Breast tissue responds to high levels of estrogen by growing. Normally in males the level of testosterone is much higher than the level of estrogen, so boobs do not grow. If something upsets this balance, breast tissue can get bigger, causing gynecomastia.

It can be caused by either an increase in the level of estrogen or a decrease in the level of testosterone. This change in the balance of hormones in males causes the breast tissue to grow and the man develops boobs or breasts – gynecomastia.
normal breast and gynecomastia

Causes of gynecomastia

Breast enlargement is very common in some groups – many newborn babies, around 1/3 of teenagers and a large number of ageing men will experience some enlargement of their breasts.

In these groups the changes in hormone levels can be normal and often need no treatment. In babies and teenagers the breast swelling usually goes away on its own.

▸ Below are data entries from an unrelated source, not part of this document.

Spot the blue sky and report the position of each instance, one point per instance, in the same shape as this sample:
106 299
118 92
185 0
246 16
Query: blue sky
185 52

Men who are significantly overweight are very likely to feel some enlargement of their breast tissue – sometimes called ‘man boobs’. This is partly caused by fat tissue under the skin on the chest wall, and partly by true breast glandular tissue.

Fat tissue anywhere in the body encourages the formation of estrogen, and thus can lead to gynecomastia.

The most common cause of gynecomastia in other men is medication. Boob swelling can be caused by a wide range of medicines including those used to treat:

  • Prostate cancer – such as flutamide
  • Stomach ulcers – including cimetidine
  • Anxiety – such as Valium
  • Depression (tricyclic antidepressants)
  • Cancer – chemotherapy drugs
  • HIV – HAART medication
  • Some heart problems – including digoxin

Other substances taken for non-medical reasons are also the cause of gynecomastia in some men. These include:

  • Anabolic steroids taken for bodybuilding
  • Alcohol
  • Marijuana
  • Amphetamines
  • Heroin
  • Methadone

If a man is taking a drug – either prescribed medication or recreational drugs – they should visit a doctor to discuss whether this might be the cause of the gynecomastia. Medication should not be stopped before speaking with a doctor as this can be dangerous.

There are often different medications which can be tried and can continue to treat the problem without causing breast swelling.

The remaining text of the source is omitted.